My mother recently gifted me her old Martin classical guitar that my
grandfather handed down to her. I've been having a musical itch I needed to
scratch after going over a decade without really playing an instrument after I
had been section leader of the clarinets in HS band class and taken piano for
a year or so.

I'm now learning guitar with the help of JustinGuitar.com (seriously amazing
totally free site) and a guitar-obsessed co-worker who has been super helpful.

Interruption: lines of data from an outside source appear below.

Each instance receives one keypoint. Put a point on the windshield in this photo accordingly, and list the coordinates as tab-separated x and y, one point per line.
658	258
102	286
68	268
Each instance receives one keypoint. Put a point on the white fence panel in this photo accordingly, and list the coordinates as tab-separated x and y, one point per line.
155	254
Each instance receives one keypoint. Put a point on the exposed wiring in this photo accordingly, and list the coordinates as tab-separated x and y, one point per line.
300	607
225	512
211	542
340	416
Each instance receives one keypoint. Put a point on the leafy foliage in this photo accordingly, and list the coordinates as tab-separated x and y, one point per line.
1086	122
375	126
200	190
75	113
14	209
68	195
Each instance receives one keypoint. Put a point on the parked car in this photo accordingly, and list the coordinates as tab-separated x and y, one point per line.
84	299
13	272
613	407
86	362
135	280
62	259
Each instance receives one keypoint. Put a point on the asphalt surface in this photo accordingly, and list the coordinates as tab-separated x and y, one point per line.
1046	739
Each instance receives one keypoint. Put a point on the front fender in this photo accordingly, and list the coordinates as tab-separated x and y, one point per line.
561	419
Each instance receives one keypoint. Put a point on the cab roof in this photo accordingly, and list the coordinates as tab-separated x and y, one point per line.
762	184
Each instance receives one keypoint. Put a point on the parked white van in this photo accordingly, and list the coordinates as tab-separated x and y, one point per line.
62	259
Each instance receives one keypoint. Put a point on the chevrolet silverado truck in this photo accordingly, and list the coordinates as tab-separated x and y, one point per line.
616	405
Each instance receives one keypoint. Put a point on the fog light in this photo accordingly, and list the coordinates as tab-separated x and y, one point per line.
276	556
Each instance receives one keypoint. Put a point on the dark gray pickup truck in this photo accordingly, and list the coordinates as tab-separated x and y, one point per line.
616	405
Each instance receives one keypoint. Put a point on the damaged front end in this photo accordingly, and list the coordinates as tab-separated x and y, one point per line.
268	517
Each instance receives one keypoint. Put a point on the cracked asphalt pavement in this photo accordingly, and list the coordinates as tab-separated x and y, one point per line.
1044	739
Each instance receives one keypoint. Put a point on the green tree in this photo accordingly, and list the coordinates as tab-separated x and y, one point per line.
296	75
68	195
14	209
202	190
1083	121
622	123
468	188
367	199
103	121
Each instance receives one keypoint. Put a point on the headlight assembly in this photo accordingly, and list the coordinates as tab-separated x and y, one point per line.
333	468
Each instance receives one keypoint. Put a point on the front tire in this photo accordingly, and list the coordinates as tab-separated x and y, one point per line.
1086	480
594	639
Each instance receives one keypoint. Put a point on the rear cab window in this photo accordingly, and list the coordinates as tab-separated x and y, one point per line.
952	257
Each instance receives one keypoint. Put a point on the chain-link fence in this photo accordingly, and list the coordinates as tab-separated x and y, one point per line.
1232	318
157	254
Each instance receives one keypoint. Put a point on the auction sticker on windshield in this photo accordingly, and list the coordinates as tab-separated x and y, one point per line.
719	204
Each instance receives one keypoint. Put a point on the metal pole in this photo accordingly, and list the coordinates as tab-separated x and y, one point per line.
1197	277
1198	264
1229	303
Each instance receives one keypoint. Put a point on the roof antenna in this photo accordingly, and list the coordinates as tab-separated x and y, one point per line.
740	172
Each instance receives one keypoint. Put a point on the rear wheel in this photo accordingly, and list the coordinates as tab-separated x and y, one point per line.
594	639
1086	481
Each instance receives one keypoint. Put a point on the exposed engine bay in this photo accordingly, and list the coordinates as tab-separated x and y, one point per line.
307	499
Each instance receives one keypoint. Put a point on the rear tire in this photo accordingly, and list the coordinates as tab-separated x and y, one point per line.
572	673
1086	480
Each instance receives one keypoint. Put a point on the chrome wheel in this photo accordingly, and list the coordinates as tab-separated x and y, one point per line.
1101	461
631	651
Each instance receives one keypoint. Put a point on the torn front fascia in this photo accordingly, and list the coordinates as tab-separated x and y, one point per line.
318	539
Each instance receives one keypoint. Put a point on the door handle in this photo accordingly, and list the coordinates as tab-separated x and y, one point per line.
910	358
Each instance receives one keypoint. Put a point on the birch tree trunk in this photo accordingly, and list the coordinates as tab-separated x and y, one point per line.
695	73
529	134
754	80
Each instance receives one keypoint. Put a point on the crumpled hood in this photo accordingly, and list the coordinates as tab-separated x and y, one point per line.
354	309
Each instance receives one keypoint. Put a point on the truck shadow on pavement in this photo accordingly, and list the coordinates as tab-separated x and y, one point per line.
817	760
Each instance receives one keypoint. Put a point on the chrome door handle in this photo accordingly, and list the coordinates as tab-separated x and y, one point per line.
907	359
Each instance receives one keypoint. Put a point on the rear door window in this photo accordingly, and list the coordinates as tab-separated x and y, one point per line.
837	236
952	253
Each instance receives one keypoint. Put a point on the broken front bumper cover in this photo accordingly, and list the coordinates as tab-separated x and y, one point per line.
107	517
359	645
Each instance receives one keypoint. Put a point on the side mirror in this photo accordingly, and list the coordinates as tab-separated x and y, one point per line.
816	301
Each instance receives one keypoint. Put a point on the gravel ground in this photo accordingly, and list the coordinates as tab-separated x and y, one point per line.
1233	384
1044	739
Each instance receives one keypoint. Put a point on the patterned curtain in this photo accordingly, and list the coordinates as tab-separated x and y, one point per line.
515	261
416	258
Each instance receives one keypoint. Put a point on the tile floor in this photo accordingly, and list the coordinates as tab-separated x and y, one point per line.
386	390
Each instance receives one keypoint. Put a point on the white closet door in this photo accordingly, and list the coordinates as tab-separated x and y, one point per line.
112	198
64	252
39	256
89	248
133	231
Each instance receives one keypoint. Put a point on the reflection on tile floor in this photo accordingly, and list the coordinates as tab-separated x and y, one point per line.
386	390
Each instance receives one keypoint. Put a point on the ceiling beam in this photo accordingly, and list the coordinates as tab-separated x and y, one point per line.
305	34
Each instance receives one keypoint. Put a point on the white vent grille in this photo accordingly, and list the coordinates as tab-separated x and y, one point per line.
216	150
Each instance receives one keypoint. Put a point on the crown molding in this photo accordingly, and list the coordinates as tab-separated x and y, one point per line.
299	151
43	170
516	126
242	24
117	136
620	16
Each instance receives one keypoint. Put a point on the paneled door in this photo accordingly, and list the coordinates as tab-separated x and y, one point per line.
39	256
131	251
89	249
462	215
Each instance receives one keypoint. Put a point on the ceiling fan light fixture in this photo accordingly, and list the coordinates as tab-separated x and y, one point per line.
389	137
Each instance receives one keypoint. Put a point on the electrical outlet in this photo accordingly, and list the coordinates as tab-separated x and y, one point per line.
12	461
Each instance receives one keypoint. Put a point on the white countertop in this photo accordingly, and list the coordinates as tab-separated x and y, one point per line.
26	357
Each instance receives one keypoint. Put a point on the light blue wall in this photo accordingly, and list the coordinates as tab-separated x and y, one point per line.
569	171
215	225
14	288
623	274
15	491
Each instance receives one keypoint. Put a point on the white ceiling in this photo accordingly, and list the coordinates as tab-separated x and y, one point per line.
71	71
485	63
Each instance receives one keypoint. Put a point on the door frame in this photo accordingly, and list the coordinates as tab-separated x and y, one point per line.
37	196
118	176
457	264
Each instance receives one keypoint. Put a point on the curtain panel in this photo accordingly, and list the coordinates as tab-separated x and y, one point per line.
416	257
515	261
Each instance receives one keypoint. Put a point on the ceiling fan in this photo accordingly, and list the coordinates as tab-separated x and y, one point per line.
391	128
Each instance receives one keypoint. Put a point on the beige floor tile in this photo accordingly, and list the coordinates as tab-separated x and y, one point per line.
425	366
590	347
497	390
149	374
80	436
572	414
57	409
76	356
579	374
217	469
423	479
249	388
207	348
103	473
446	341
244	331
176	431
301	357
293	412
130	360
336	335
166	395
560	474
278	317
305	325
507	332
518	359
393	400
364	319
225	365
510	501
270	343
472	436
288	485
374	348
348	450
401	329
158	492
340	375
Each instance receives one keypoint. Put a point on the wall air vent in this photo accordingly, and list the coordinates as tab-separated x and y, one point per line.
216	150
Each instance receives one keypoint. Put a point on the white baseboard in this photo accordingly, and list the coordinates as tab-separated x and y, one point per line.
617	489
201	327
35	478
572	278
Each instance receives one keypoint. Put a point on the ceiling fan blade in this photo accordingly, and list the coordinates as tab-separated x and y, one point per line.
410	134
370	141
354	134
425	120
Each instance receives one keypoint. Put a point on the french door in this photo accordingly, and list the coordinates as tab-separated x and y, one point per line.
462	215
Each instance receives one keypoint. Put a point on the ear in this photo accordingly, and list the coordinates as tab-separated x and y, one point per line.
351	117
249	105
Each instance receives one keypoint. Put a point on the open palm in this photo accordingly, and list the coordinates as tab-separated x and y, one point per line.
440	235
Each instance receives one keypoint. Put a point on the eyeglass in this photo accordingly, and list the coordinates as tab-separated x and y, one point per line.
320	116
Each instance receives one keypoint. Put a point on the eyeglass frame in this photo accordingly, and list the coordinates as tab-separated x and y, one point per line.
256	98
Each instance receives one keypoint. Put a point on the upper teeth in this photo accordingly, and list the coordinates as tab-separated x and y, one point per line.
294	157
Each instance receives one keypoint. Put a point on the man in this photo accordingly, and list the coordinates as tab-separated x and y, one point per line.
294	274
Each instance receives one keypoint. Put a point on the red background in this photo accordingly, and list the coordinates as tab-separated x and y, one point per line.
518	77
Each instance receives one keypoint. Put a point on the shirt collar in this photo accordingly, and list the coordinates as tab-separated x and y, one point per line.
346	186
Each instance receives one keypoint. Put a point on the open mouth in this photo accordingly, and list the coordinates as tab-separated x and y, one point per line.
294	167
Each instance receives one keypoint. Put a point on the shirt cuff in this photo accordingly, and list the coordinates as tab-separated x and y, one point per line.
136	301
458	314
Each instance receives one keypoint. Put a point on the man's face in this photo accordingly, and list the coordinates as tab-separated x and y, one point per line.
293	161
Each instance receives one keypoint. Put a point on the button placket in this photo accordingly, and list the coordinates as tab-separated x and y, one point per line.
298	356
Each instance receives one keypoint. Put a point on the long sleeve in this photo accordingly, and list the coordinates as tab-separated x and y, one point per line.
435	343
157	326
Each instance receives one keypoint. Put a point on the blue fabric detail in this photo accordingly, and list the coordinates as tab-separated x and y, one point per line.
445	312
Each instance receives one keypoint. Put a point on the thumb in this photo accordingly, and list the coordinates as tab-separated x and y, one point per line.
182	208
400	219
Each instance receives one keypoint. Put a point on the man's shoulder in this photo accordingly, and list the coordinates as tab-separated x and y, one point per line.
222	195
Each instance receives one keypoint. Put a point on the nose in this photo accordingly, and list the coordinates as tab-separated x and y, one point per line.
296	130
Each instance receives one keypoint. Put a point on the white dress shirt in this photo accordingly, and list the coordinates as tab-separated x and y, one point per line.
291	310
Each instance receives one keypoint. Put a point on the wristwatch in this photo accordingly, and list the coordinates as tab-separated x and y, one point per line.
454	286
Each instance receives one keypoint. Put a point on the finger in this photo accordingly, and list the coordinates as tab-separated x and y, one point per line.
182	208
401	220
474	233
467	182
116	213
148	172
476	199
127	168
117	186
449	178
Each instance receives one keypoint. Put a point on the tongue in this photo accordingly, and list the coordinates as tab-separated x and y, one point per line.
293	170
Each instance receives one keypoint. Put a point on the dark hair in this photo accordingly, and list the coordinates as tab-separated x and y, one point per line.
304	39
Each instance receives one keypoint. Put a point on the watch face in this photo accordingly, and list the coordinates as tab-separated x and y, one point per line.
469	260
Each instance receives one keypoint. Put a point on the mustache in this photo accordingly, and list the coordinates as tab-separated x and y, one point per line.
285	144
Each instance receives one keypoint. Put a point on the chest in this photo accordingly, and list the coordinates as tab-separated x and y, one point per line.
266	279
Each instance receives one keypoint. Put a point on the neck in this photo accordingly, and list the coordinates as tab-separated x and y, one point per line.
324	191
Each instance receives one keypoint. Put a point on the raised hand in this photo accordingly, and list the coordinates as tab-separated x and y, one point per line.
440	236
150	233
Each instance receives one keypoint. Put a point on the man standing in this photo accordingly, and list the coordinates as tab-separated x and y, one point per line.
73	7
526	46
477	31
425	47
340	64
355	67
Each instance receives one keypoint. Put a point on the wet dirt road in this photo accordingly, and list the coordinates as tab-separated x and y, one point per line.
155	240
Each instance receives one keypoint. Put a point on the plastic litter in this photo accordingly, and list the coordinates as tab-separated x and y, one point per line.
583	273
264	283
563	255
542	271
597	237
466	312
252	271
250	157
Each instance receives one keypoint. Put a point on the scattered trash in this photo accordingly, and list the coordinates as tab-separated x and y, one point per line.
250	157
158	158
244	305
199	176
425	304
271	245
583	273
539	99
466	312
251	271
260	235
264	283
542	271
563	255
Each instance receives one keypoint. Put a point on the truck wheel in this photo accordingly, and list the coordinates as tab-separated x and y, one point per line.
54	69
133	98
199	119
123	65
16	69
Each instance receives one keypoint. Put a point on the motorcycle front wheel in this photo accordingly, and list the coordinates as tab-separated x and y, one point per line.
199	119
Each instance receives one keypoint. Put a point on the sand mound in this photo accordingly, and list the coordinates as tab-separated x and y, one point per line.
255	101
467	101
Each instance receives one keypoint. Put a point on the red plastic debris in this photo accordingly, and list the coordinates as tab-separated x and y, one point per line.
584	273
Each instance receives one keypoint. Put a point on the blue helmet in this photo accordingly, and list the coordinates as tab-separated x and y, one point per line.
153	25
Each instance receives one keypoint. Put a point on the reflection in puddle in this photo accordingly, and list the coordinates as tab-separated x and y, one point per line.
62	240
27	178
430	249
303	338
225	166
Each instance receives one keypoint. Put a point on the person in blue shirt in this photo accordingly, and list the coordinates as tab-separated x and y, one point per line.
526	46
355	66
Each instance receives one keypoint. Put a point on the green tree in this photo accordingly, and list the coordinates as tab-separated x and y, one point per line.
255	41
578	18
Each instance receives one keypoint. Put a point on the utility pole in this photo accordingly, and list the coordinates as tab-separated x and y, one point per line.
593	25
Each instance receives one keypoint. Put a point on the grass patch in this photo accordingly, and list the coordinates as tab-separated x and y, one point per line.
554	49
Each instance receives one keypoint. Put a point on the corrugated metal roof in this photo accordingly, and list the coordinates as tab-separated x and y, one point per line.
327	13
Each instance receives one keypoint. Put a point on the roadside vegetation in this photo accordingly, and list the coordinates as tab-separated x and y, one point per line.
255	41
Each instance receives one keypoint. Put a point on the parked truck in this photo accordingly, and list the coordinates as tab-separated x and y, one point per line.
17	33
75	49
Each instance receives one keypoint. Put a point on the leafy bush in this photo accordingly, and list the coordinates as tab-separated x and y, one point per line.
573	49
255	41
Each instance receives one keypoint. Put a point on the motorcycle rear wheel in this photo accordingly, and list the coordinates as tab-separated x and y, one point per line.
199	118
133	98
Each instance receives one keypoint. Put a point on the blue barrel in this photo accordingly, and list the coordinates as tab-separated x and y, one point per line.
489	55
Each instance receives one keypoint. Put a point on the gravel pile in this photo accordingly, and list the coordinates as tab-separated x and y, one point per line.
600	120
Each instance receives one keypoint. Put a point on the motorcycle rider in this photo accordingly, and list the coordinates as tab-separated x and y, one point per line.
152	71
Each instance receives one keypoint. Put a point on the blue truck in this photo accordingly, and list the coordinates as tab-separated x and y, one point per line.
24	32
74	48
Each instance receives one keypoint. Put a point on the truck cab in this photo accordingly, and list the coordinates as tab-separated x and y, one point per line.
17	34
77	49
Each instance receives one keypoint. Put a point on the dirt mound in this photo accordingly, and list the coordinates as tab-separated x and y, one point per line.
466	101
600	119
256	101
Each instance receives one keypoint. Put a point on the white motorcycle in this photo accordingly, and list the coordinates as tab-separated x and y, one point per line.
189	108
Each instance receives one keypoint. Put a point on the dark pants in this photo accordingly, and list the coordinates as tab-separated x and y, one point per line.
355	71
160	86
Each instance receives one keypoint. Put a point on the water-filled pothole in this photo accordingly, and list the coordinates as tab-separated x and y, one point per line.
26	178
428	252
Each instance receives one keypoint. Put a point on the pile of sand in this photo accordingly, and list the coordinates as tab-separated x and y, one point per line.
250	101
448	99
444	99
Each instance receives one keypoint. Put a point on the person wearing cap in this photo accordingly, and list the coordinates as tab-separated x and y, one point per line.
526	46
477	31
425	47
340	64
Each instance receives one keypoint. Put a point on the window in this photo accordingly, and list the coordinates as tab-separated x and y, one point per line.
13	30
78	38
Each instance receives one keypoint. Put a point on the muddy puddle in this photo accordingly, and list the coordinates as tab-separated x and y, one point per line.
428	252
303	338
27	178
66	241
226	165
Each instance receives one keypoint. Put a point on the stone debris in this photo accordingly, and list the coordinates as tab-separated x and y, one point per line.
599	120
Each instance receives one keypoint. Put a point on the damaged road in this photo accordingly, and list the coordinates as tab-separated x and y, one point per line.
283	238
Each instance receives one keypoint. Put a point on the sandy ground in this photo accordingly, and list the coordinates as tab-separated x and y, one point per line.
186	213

The most jarring experience to me about learning this has been the fact that I
physically cannot play certain notes yet, and changing notes is extremely
physically challenging. Not just in a muscle memory sense--but literally the
process of getting my fingers to move in these incredibly unnatural ways and
distances.

I remember back in the day what it felt like to be proficient with the
clarinet and not have to think about how to play a note or change keys.
Building that muscle memory up again is incredibly humbling, and frustrating
as hell.

That said, there's something immensely satisfying the first time you struggle
your way through a basic song (in this case Bob Marley's "Three Little Birds"
with three chords) and all of a sudden, you can gradually make out the actual
song in the midst of all the incorrect fingering and delays in chord changes.

I hope I have the mental fortitude to persevere as I love the sound of guitar
and the idea of playing one. I expected a learning curve with memorizing notes
and finger positions and such, but christ did I not envision it being anywhere
near this difficult to physically play. When I see a talented musician playing
I now have massive newfound respect when I see them whipping through chord
changes during 16th notes for example.

Not much more to add here, but seeing things like this that dumb down the
experience are disappointing. Sure it might be a way to help people have early
success, but I'd guess those people are a lot less likely to jump to the real
thing if they seek out the easy road like that.